PARAMANANDA PANDA Vs. KRUSHNA CHANDRA PANDA

Decided On September 07, 1989
PARAMANANDA PANDA Appellant
V/S
KRUSHNA CHANDRA PANDA Respondents

JUDGEMENT

(1.) Plaintiff is the petitioner and being aggrieved by the order dt. 19-10-1985 passed by the Subordinate Judge, Jajpur, refusing the plaintiffs prayer to stay the further proceedings of Execution Case No. 17 of 1984 has filed the revision.

(2.) The plaintiff filed the suit (T. S.140 of 1985) with the prayer that Schedule-B of the plaint schedule property be partitioned and for a declaration that the decree in Title Suit No. 16 of 1979 does not bind the plaintiff, on the allegation that defendant No. 11, Madan Mohan Panda had filed the earlier Title Suit No. 16 of 1979 in the Court of the Subordinate Judge, Jajpur, wherein the plaintiff's father was a party and obtained a decree therein by intentionally excluding the plaintiff from the suit and by exercising undue influence on his father and in the process the plaintiff was denied of his due share in the ancestral property.
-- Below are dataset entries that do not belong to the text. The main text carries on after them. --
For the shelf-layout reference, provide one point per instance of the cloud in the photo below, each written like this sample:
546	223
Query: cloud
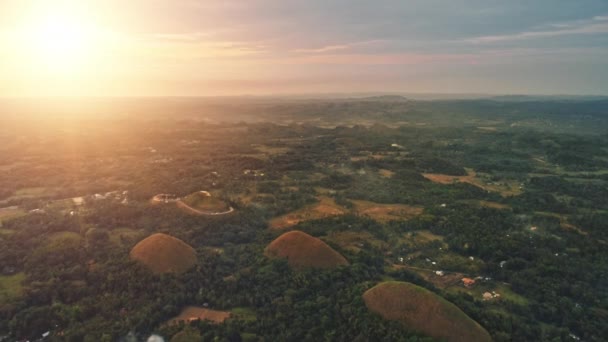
598	24
377	59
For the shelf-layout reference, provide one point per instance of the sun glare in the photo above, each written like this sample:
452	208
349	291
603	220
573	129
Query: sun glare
58	41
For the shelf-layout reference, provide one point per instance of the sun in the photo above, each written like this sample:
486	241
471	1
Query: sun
59	41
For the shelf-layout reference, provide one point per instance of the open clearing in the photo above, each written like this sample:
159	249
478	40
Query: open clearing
10	287
127	235
354	241
194	313
505	187
204	202
386	173
9	213
326	207
386	212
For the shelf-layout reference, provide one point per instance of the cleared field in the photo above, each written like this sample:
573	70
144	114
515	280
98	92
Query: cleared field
63	236
442	282
272	150
505	188
10	287
354	241
245	314
326	207
127	235
386	212
420	237
386	173
10	213
194	313
204	202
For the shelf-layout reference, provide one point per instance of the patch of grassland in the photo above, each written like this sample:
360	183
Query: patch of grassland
10	287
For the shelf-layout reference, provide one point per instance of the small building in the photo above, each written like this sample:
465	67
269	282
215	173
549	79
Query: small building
468	282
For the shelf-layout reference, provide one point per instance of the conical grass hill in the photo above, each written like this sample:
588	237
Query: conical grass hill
422	310
304	251
162	253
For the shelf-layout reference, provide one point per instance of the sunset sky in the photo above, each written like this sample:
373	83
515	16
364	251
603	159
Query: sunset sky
195	47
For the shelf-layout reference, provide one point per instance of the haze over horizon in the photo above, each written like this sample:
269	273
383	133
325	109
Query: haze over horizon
259	47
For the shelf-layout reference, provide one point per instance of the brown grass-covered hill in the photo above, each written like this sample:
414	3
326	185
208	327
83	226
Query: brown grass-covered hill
162	253
423	311
302	251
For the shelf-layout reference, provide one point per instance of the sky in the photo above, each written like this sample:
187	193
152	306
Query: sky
264	47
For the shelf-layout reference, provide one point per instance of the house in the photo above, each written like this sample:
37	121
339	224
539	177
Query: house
468	282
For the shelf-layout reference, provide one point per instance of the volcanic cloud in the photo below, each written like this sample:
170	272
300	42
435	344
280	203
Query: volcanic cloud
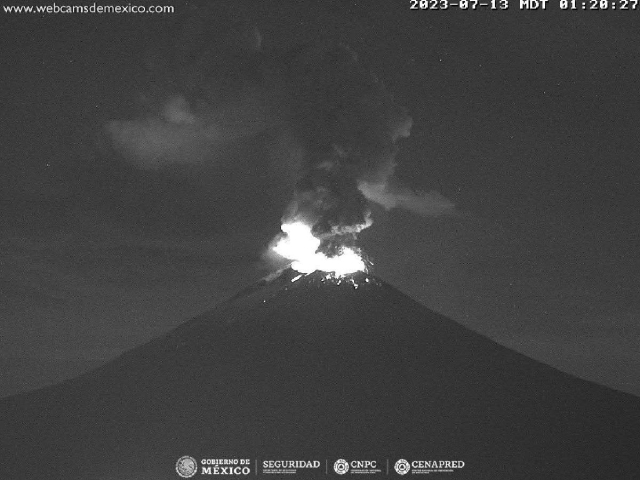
333	129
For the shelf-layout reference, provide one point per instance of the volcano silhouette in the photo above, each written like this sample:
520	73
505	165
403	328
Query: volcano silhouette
315	368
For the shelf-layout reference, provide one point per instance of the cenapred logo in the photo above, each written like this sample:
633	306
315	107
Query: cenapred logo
341	466
186	466
402	466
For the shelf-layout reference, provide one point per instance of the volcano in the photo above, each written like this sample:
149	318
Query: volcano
317	367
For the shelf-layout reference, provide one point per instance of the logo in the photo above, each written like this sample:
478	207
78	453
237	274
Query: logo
341	466
402	466
186	466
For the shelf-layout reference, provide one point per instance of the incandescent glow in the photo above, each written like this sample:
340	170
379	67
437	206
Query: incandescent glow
301	246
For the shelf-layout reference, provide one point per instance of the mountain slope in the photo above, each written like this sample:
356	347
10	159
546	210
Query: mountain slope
312	368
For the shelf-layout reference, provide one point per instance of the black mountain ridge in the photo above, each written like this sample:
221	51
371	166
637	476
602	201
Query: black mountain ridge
319	368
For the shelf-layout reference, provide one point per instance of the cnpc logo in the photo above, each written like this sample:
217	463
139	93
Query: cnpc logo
356	466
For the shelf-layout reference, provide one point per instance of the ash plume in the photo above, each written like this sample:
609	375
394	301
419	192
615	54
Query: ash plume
349	126
331	129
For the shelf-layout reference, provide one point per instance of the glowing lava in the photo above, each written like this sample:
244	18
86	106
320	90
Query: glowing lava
301	246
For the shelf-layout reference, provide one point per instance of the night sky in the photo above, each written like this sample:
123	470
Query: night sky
526	121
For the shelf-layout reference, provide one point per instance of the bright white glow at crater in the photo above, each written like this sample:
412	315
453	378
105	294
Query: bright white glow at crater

For course of the said suit, the plaintiff also filed in application for stay of execution case. No. 17 of 1984. Though the said application was styled to be an application under S.94 Civil P.C. but essentially the same is one under O.21, R. 29 of the Civil P.C. The learned Subordinate Judge came to the conclusion that the ratio indicated in the case of Judhistir v. Surendra, AIR 1969 Orissa, 238, had full application to the facts and circumstances of the present case and accordingly the prayer for stay of further proceedings of execution case was rejected. It is this order that is being assailed in this revision by the plaintiff.

(3.) Mr. Misra appearing for the-petitioner contends that as the petition in question was labelled as one under S.94 Civil P.C. the learned Subordinate Judge on that ground rejected the plaintiff's application and, therefore, the impugned order is vitiated. If the plaintiff's application for stay of further proceedings in the execution case would have been rejected solely on the ground as contended by the learned counsel for the petitioner, then there would have been no difficulty in interfering with the said order, since it is too well settled that a wrong labelling of an application cannot determine the issue and will not take away the jurisdiction of the court if actually the court has the jurisdiction under any provisions of the Code. But the impugned order, on the other hand, clearly indicates that the court below has considered the application as one under O.21, R. 29, Civil P. C. and held that such a prayer could not be granted in the facts and circumstances of the present case since according to the court below the provision under O.21, R.29 being of a very extraordinary nature it should be granted only when an extraordinary case is made out. The learned subordinate Judge has observed that since the plaintiff has not made out any extraordinary case, he is not entitled to the relief sought. In this view of the matter, the first contention of Mr. Misra has no substance and is accordingly rejected.